The issue the Tribunal had to determine is less interesting (more limited in its relevance) than the Tribunal’s incidental comments.

The issue was whether the way in which the parties had structured their contract amounted:

(a) solely to an agreement that the supply was going concern – this was the Commissioner’s view, or

(b) was an agreement that the supply was only a going concern in certain circumstances and in other circumstances was a supply to which the margin scheme applied and, in the circumstances which occurred, was in fact a supply to which the parties had agreed the margin scheme applied – this was the Purchaser’s position.

The issue was essentially one of contractual interpretation. The Tribunal took notice of the High Court’s decision in Commissioner of Taxation v MBI Properties Pty Ltd [2014] HCA 49. That case demonstrated the uncertainty which the parties faced when making their contract in 2006.

The Tribunal considered the Purchaser’s interpretation of the contract was correct. The parties had effectively agreed that the margin scheme applied to the sale. The Commissioner was not entitled to only consider the manner in which the parties had completed the check boxes on the first page and to disregard the special clause as an inconsistent agreement. The special clause was not inconsistent with what was said on the first page when the contract was read in the context of the issue which had been determined by the High Court in the MBI Properties Case.

The Interesting Point

The interesting point of the Tribunal’s decision is the remark (at paragraph 35):

I accept the conditional agreement in clause 47.6.6 [i.e. the special clause] to apply the margin scheme was an agreement made on or before the making of the supply in accordance with s 75-5(1A)(a). The fact the contingency was not activated until a later event is beside the point: the clause embodying this aspect of the agreement was in place ‘on or before the making of the supply’ in accordance with the requirements of s 75-5(1A)(a). (text in brackets added)

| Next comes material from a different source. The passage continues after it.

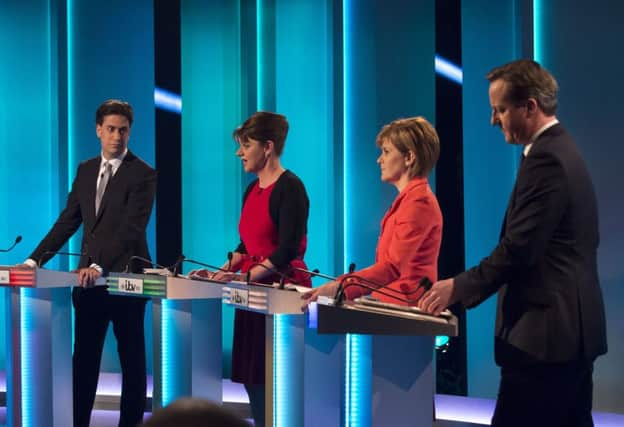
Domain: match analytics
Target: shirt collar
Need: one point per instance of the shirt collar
(527, 148)
(115, 162)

Contracts which provide for supplies to be made as going concerns need to deal with the possibility that the supply will not meet the test for a supply to be GST-free as a going concern (s. 38-325). The events of failure are either:

  • the purchasers are not registered or required to be registered for GST at the time the supply is made; or
  • the supplier has failed to carry on the relevant enterprise ‘until the day of the supply’.

A third, less common circumstance, is that the parties belatedly realise that the supplier is not supplying the recipient ‘with all of the things that are necessary for the continued operation of the enterprise’.

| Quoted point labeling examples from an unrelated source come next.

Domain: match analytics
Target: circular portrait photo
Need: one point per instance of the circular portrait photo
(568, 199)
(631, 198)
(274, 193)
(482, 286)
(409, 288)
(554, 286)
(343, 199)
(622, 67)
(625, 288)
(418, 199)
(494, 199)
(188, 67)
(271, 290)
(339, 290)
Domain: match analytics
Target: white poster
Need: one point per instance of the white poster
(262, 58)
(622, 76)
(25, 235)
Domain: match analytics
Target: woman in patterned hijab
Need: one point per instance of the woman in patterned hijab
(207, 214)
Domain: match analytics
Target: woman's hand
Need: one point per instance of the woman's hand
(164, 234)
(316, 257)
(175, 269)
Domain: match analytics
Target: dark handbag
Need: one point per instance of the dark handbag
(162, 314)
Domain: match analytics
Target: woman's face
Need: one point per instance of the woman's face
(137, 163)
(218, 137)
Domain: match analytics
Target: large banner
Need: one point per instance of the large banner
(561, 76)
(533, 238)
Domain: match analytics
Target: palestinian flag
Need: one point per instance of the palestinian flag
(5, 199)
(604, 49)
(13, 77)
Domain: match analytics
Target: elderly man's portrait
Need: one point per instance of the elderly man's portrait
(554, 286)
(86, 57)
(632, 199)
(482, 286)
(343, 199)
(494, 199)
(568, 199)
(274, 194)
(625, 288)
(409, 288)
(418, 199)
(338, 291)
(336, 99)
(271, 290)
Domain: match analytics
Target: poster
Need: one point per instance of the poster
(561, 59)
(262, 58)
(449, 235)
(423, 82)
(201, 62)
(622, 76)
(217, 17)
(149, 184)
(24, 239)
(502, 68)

The usual contractual fall back position is that contract provides for the consideration to be grossed-up for GST and for the supplier to provide a tax invoice to the recipient of the supply.

The Tribunal’s comment indicates that there is scope for an alternate fall back position. It is anticipated that by careful drafting of the contract, in a case where the margin scheme can apply, the parties can provide for its default application.

Whether this is a commercially realistic alternative (including the extent of any gross up for the margin amount of GST) will depend on the negotiating strengths of the parties and the commercial context in which the supply is being made. One might anticipate it would be a rare circumstance.

However, the readiness of the Tribunal to take a broad view of the circumstances in which the timing requirement for agreeing to use the margin scheme is met, should be mentally filed away to be brought out when some situation calls for flexibility, as it did in the MSAUS case.

Disclaimer: This article is based upon information available as at the time of publishing and may be subject to change.